Harga karet alam di pasar internasional sangat berfluktuasi. Dalam satu dasawarsa terakhir, harga karet alam pernah mencapai titik terendah pada bulan Nopember 2001, yang mencapai sekitar USD0,46 cent/kg. Menurunnya harga karet alam dunia sejak pertengahan tahun 1997 mendorong ketiga negara produsen utama karet alam dunia yakni Thailand, Indonesia dan Malaysia untuk melakukan kerjasama tripartite dibidang produksi dan pemasaran karet alam. Seiring dengan terbentuknya kerjasama tripartite antara tiga negara produsen karet alam dunia tersebut, harga karet alam di pasaran dunia memperlihatkan kecenderungan yang membaik.

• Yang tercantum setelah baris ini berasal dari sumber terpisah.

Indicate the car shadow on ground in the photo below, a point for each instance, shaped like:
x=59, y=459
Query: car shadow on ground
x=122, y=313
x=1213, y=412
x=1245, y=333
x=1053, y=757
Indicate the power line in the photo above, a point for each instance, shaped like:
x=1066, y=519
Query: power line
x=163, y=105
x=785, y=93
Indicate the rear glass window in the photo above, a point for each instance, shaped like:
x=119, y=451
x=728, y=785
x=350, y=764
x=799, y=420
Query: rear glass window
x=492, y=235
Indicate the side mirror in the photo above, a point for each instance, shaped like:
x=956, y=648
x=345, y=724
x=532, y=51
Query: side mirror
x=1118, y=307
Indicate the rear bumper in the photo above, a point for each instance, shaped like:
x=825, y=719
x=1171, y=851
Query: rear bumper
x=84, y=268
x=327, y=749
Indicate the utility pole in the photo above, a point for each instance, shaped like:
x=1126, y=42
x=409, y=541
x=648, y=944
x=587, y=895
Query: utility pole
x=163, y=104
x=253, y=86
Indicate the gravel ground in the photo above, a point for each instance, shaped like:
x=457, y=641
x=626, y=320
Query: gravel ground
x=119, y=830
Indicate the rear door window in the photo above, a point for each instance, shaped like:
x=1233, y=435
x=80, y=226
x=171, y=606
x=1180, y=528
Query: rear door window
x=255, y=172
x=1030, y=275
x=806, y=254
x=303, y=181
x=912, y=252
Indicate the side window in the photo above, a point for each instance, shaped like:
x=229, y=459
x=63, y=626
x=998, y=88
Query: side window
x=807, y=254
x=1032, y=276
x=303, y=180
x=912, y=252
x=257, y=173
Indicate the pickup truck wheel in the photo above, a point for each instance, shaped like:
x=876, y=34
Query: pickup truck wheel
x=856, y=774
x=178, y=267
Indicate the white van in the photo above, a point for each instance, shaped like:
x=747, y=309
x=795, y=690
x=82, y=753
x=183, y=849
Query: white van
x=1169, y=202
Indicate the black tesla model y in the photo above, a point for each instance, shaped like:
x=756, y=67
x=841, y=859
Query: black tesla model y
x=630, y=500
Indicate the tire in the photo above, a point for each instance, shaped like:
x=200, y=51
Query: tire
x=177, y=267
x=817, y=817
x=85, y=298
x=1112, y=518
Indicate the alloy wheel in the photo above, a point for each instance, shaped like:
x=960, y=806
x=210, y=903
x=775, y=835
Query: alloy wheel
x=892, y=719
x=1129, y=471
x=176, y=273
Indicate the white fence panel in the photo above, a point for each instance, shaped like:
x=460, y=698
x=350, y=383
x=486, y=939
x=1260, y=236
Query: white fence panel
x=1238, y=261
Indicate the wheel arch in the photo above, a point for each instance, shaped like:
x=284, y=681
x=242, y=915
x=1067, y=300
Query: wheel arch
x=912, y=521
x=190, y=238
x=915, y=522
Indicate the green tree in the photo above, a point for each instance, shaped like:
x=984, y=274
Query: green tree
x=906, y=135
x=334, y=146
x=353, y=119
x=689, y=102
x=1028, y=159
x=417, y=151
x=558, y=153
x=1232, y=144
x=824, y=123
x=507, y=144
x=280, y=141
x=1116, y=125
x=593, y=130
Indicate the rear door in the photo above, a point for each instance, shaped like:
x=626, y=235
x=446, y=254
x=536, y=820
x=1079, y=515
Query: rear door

Agar diperoleh percepatan pembangunan agribisnis perkaretan nasional diperlukan dukungan kebijakan sebagai berikut: 1) Penciptaan iklim investasi yang makin kondusif antara lain melalui pemberian kemudahan dalam proses perijinan; pembebasan pajak (tax holiday) selama tanaman atau pabrik belum berproduksi; pemberian rangsangan kepada perajin industri hilir karet untuk menghasilkan produk bernilai tambah tinggi dan mempunyai prospek pasar yang cerah; penciptaan perangkat kepastian hukum dan keamanan baik untuk usaha maupun lahan bagi perkebunan; penghapusan berbagai pungutan dan pemberian keringan beban yang memberatkan pelaku agribisnis karet; menghilangkan hambatan yang mengganggu mekanisme pasar melalui pemerataan pembangunan infrastruktur dan penciptaan regulasi yang kondusif bagi pembangunan perkebunan, misalnya melalui penyederhanaan prosedur/birokrasi dan keringanan pajak; 2) Pengembangan sarana dan prasarana berupa jalan, jembatan, pelabuhan, alat transportasi, komunikasi, dan sumber energi (tenaga listrik); 3) Penyediaan dana pengembangan komoditas dengan menghidupkan kembali pungutan dari hasil produksi/ekspor karet yang sangat diperlukan untuk membiayai pengembangan industri hilir, peremajaan, promosi dan peningkatan kapasitas SDM karet serta penelitian dan pengembangan teknologi di bidang perkaretan.

9.2.5. Komoditas Kakao

Perkebunan kakao Indonesia mengalami perkembangan sangat pesat selama 20 tahun terakhir khususnya areal perkebunan kakao rakyat. Areal perkebunan kakao berkembang cukup pesat dari 92.797 ha pada tahun 1985 menjadi 992.191 ha pada tahun 2004 atau berkembang lebih dari 10 kali lipat dalam waktu 19 tahun.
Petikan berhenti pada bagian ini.